Итак, Поплавский и политика. Подтверждается ли высказанное в самом начале главы утверждение о том, что позицию поэта можно определить как позицию «около» политики, «около» истории, когда художник, по выражению Г. Адамовича, «не занимаясь политикой, все же участвует в ней»[210]? Позволю себе сравнить два отрывка из текстов, написанных в одно и то же время, но принадлежащих разным писателям; первый извлечен из записной книжки Хармса за 1934 год, второй — из романа Поплавского «Домой с небес», датированного 1934–1935 годами.

В декабре 1934 года Хармс записывает, слушая по радио репортаж о похоронах Кирова:

Енукидзе, Молотов, от Интернацион<ала>, от лен. орган. Чудов, Каганович, Шапошникова, от Украины Петровский, от Баку Багиров.

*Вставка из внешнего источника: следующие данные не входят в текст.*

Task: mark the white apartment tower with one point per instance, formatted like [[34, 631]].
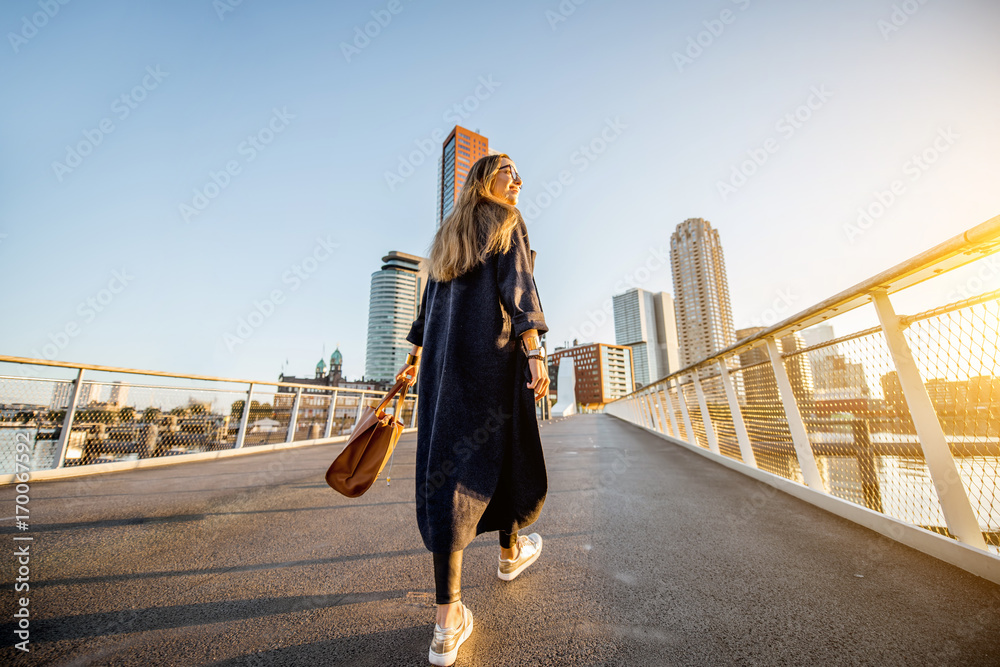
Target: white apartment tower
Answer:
[[703, 311], [644, 321], [393, 305]]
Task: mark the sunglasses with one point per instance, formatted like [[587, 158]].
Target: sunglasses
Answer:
[[513, 172]]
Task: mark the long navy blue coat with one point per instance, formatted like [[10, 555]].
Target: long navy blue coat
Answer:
[[479, 456]]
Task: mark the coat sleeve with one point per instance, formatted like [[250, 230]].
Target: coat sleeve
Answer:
[[416, 335], [516, 283]]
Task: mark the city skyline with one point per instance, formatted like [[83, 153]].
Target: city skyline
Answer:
[[226, 212]]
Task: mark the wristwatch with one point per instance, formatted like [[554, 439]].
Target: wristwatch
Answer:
[[537, 353], [530, 352]]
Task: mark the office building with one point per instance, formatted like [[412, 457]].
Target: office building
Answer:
[[759, 384], [459, 151], [394, 303], [644, 321], [701, 291], [839, 384], [603, 372]]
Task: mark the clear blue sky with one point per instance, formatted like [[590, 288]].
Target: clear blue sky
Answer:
[[336, 124]]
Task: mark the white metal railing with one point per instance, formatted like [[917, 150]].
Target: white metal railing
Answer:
[[67, 414], [902, 418]]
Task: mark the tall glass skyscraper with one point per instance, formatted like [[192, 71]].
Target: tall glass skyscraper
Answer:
[[393, 305], [644, 321], [704, 313], [459, 151]]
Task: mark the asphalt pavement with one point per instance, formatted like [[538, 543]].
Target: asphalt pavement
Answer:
[[653, 555]]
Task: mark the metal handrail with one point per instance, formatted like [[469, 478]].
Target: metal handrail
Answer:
[[180, 376], [645, 407], [965, 248]]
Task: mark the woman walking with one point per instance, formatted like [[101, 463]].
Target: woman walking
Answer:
[[476, 338]]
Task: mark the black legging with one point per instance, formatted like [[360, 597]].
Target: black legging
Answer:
[[448, 571]]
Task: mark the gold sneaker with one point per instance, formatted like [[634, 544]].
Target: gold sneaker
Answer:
[[444, 645], [529, 546]]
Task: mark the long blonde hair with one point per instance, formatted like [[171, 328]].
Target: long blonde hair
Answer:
[[480, 224]]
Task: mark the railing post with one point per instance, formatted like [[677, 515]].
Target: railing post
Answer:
[[661, 425], [955, 505], [668, 406], [647, 401], [64, 434], [684, 414], [293, 421], [706, 418], [244, 419], [330, 415], [742, 437], [361, 406], [800, 437]]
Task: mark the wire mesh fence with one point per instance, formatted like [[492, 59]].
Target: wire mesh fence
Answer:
[[835, 415], [956, 352], [112, 417]]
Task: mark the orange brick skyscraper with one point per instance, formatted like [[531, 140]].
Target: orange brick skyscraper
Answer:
[[459, 151]]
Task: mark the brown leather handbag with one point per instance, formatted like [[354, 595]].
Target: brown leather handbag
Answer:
[[369, 447]]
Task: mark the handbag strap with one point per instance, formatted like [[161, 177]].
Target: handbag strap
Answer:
[[388, 398]]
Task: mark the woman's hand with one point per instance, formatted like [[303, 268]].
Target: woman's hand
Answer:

Несут на красной подушечке ордена.

Маленькая процессия[211].

Хотя Хармс слушает прямую трансляцию церемонии, складывается впечатление, что он полностью «изолирован» от события. Он не является очевидцем, который «включен» в Историю. Отсутствие визуального контакта с реальностью создает эффект атомизации Истории[212]. Церемония похорон перестает обладать внутренним единством и рассыпается на множество «случаев», плохо связанных между собой. В то время как в рассказе как текстовой единице должна наблюдаться последовательная смена событий, записи Хармса, напротив, не собираются в интригу; к тому же Хармс не пытается соблюдать тематическое единство рассказа и устраняет его главного персонажа, который в принципе должен быть в центре излагаемого события. Действительно, в рассказе о похоронах Кирова нет самого Кирова: убитый вождь «ускользает» из рассказа и из Истории. Несмотря на то что Хармс упоминает имена советских партийных функционеров, он, благодаря приему атомизации, деконтекстуализирует событие и лишает его индивидуальности. Такие похороны могли бы состояться в любом месте, в любое время и с любым покойником. Текст содержит только «осколки» события, и это блокирует развитие наррации. Отмечая то, что происходит на похоронах Кирова, Хармс переводит событие из исторической реальности в реальность фикциональную, в которой возможно все: например, похороны аппаратчика в отсутствие самого покойника могут повторяться до бесконечности.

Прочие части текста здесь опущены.